Why does the piston move? The figure is a thermodynamic system with two pistons of area $S$ and $S+\mathrm{d}S$ held together by a unstretchable thread. A question said that when we apply heat to the gas between the pistons, the pistons start to move and the pressure remains constant but I don’t understand why wouldn’t the pressure increase and rather the system starts to move.$\hspace{200px}$
I thought the thread as a rod cause they are unstretchable. Then imagined the gas being heated and in the end all I could think of was that the pressure should increase on adding heat. (The pistons also have mass and gravity is pulling them down. $p_0$ in the figure is atmospheric pressure.)
I've know mathematical way to prove that the piston moves but that doesn't seem to make physical sense to me as I've explained in the description above. Could someone give me an intuitive and logical reasoning please.
 A: Works like this:


*

*Initially, everything is stationary; $p_0=p_{\text{internal}}$.

*Heating the gas increases $p_{\text{internal}}$, causing a non-zero force$$
\begin{alignat}{7}
F_{\text{piston}}&~~=~~ F_{\text{top}}  - F_{\text{bottom}}\\
&~~=~~ \left(p_{\text{internal}}-p_0\right)A_{\text{large}} -  \left(p_{\text{internal}}-p_0\right)A_{\text{small}} \\
&~~=~~\left(A_{\text{large}} - A_{\text{small}}\right) \left(p_{\text{internal}}-p_0\right) \, .
\end{alignat}
$$

*The force $F_{\text{piston}}$ causes the piston to move in the direction of the larger contact area.

*As the piston moves, the internal volume that the gas has access to increases, increasing $V_{\text{internal}}$ and thus decreasing $p_{\text{internal}}$.

*The piston continues to move until either:


*

*the pressures equalize and it's again stationary;

*the smaller contact area falls into the larger part of the tubular area, allowing gas to escape and disrupting the system.
If the question says that the pressure remains constant, then it may mean one of two things:


*

*The external pressure, $p_0$, is constant (as assumed above).
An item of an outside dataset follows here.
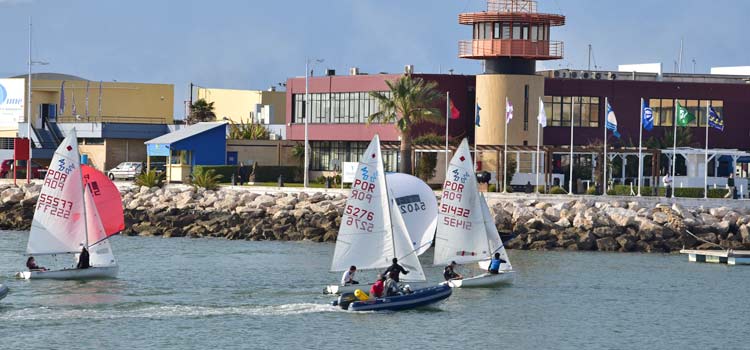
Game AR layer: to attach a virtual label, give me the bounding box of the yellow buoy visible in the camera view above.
[354,289,370,301]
*The internal pressure, $p_{\text{internal}}$, is pseudo-constant because the heating is incredibly slow, such that the system responds too quickly for appreciable changes in pressure to be observable.
A: Let's assume that the initial pressure of the gas is $p_1$. 
Before the heat is applied, the pistons are held in place due to the balance between the weight of the system and the upward pressure, $mg=\Delta pdS$, where $\Delta p=p_1-p_0$.
When the gas is heated, the pressure of the gas increases to $p_2$, which increases $\Delta p$ and therefore the upward force. As a result, the pistons will be pushed up. 
As the pistons move up, the volume of the gas will increase, which, at some point, should decrease the gas pressure back to $p_1$ and restore the balance of the forces acting on the system, so the system will stop moving.